On Monday, the government aims to deploy small ground-based teams of professional shooters into conservation sites, where they will use thermal imaging and silencers to begin removing the horses.

Parks Victoria say the measure is needed to ensure the preservation of a unique alpine environment which evolved for millions of years, before the introduction of horses.

Brumbies play in Victoria's alpine region. There is a foal to the side of the two adult horses.
Brumbies in Victoria's high country are set to be culled on Monday. Source: Donna Crebbin via Australian Brumby Alliance

Australian Brumby Alliance Inc had sought an injunction to stop the horses being removed from the Bogong High Plains, but last Friday the federal court ruled in favour of Parks Victoria.
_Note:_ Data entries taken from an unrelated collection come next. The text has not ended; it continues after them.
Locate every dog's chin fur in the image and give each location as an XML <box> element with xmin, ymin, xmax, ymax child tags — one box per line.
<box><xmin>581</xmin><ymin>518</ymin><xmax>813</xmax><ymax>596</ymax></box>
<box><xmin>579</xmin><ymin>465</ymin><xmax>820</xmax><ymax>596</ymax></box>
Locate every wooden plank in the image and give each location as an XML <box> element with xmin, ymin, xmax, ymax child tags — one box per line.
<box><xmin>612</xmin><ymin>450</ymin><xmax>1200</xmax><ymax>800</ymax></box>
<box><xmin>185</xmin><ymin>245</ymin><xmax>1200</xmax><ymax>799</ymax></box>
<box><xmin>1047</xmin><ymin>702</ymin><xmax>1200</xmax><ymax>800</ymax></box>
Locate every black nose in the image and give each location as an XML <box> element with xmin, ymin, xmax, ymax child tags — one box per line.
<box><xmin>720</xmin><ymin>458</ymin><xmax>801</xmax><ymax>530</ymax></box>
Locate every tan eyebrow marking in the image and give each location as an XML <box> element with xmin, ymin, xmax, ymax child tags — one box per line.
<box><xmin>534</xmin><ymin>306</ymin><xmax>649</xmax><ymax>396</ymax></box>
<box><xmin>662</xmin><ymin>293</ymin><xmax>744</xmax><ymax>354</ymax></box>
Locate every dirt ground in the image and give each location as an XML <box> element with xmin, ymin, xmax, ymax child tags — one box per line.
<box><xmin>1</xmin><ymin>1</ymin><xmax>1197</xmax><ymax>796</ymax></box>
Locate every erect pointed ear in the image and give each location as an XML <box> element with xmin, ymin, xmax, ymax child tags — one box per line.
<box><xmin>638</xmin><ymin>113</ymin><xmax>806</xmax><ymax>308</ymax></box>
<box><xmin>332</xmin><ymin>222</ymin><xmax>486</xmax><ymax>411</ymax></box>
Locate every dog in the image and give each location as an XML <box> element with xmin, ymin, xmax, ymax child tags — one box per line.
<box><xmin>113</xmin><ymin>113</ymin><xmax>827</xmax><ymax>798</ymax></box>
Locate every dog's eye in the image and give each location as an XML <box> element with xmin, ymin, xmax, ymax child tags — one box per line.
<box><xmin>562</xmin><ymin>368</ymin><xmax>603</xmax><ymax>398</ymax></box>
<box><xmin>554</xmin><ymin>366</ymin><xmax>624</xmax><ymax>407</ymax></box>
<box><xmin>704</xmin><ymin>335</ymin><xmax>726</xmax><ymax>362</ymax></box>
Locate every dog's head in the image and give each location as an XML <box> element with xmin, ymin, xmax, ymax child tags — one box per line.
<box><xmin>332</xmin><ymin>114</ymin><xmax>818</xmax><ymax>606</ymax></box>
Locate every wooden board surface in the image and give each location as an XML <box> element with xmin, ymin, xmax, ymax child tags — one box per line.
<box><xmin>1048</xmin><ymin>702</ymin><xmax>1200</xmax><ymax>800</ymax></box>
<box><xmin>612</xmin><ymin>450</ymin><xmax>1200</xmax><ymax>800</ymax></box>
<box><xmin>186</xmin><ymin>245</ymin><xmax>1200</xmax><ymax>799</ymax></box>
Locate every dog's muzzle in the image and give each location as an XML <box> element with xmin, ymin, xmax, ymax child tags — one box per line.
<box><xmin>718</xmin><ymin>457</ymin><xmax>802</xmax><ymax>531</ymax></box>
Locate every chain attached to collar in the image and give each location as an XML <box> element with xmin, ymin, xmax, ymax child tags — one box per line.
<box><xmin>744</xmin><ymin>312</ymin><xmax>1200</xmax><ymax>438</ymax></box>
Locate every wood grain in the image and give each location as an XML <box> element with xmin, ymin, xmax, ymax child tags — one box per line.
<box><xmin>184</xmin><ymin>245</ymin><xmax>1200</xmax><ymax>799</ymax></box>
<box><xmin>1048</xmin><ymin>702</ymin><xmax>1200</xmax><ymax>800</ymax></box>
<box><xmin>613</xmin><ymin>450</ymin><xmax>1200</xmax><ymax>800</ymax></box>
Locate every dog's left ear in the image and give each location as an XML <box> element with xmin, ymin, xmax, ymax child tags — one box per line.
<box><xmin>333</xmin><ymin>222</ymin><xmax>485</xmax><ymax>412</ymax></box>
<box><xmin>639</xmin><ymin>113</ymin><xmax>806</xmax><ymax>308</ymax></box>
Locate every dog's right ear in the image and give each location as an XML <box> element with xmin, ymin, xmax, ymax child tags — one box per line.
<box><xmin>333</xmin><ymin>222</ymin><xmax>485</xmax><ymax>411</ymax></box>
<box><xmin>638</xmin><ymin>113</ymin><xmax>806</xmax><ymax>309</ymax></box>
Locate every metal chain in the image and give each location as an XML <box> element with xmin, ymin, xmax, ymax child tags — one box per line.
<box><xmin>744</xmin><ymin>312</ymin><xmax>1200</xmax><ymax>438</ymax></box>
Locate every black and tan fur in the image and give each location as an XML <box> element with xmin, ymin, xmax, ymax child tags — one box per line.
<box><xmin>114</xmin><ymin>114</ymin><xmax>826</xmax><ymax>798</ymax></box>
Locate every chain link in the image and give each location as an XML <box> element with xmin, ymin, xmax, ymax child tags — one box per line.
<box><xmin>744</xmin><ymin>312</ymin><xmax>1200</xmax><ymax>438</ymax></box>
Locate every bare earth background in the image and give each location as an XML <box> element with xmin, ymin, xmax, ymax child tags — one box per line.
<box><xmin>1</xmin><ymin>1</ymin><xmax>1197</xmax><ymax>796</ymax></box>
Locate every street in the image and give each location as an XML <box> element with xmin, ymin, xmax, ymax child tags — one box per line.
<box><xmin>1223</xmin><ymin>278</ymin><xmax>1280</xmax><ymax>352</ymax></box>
Pending the judgement, all trapping and rehoming was suspended for 18 months.

During this time Parks Victoria conducted a survey which found horse numbers had grown from 9,000 to 24,000 over five years.
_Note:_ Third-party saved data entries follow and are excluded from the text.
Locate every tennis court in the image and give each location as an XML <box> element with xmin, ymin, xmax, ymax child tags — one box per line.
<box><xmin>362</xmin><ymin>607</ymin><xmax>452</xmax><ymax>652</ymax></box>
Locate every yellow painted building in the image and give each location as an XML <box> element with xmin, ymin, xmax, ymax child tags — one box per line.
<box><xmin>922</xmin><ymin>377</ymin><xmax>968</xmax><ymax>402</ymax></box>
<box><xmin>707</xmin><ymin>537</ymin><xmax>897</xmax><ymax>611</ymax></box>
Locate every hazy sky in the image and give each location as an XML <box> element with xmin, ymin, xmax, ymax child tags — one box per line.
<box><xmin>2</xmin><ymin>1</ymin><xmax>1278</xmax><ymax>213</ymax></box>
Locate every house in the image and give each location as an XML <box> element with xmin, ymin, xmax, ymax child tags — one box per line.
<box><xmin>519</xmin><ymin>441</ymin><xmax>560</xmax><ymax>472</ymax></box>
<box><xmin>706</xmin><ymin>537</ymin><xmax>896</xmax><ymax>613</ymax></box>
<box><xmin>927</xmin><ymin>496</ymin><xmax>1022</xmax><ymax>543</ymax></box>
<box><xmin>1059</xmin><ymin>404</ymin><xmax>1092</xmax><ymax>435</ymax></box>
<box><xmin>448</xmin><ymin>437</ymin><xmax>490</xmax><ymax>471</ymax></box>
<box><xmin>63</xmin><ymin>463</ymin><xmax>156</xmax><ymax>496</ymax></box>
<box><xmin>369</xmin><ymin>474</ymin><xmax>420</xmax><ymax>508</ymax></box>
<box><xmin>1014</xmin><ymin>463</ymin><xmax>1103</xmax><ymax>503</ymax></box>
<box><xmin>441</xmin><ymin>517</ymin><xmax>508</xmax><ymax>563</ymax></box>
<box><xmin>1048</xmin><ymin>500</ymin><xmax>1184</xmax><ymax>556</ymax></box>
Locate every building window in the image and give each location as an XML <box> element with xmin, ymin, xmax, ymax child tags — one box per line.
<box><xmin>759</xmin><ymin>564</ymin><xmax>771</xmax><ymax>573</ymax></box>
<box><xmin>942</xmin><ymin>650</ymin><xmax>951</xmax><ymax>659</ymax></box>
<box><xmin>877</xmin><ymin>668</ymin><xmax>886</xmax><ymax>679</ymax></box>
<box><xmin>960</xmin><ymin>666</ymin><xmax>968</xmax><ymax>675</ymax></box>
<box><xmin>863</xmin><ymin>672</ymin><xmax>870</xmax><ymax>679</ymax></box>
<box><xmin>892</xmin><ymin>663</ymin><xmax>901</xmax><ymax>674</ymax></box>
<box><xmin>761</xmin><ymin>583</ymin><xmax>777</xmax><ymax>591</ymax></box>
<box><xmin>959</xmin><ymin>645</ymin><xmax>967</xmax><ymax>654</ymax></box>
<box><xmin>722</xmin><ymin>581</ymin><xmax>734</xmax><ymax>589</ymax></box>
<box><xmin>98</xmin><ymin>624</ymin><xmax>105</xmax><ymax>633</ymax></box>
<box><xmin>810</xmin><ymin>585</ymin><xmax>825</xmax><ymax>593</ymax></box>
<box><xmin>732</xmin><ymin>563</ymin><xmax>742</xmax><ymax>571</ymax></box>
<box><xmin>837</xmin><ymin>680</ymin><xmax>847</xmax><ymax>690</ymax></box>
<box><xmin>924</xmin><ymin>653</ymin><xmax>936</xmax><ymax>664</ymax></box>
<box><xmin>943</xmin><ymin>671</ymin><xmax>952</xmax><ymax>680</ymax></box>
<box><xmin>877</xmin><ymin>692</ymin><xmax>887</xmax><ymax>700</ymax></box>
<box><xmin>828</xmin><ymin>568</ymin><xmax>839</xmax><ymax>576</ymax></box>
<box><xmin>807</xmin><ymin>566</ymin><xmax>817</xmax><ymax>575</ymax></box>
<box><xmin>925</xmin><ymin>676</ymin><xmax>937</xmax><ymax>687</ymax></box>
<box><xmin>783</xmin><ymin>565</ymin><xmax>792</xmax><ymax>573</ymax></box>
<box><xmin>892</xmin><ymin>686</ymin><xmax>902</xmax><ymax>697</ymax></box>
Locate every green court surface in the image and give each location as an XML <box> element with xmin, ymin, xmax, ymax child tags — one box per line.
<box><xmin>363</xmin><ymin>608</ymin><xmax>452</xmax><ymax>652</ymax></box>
Australian Brumby Alliance Inc’s Jill Pickering told Yahoo News Australia they are unlikely to appeal the decision, adding that short of a groundswell of public demand to save the brumbies, she fears all of the animals will all be culled.

Instead of shooting, Ms Pickering says that for minimal cost, the brumbies, which she says have cultural value, could be maintained using fertility control.

Split screen. Left - the damage done by feral horses. Right - Feral horses shot from above.
As feral horse numbers continue to grow, they have impacted on Victoria's alpine region. Source: Parks Victoria / Victorian National Parks Association

“We’re not saying horses never cause damage, we’re saying too much of any species, including humans, is not good for the environment.

“The guts of our gripe is that these horses are heritage, they go back through Australian history.

“People love seeing them, they’re a part of Australia, and have been for a long time, and have contributed, but no, the government says, we want them out, kill them, and that’s in three days time.

A group of horses in Victoria's alpine region. One looks to the camera.
Brumby advocates argue that the horses have a heritage value. Source: Donna Crebbin / Australian Brumby Alliance

‘They’re becoming the dominant mammal’: Aussie wildlife under pressure

Reports of the impact of hard-hoofed animals on Australia’s alpine regions date back more than 100 years, with a report in 1893 saying the damage of cattle grazing should not be tolerated.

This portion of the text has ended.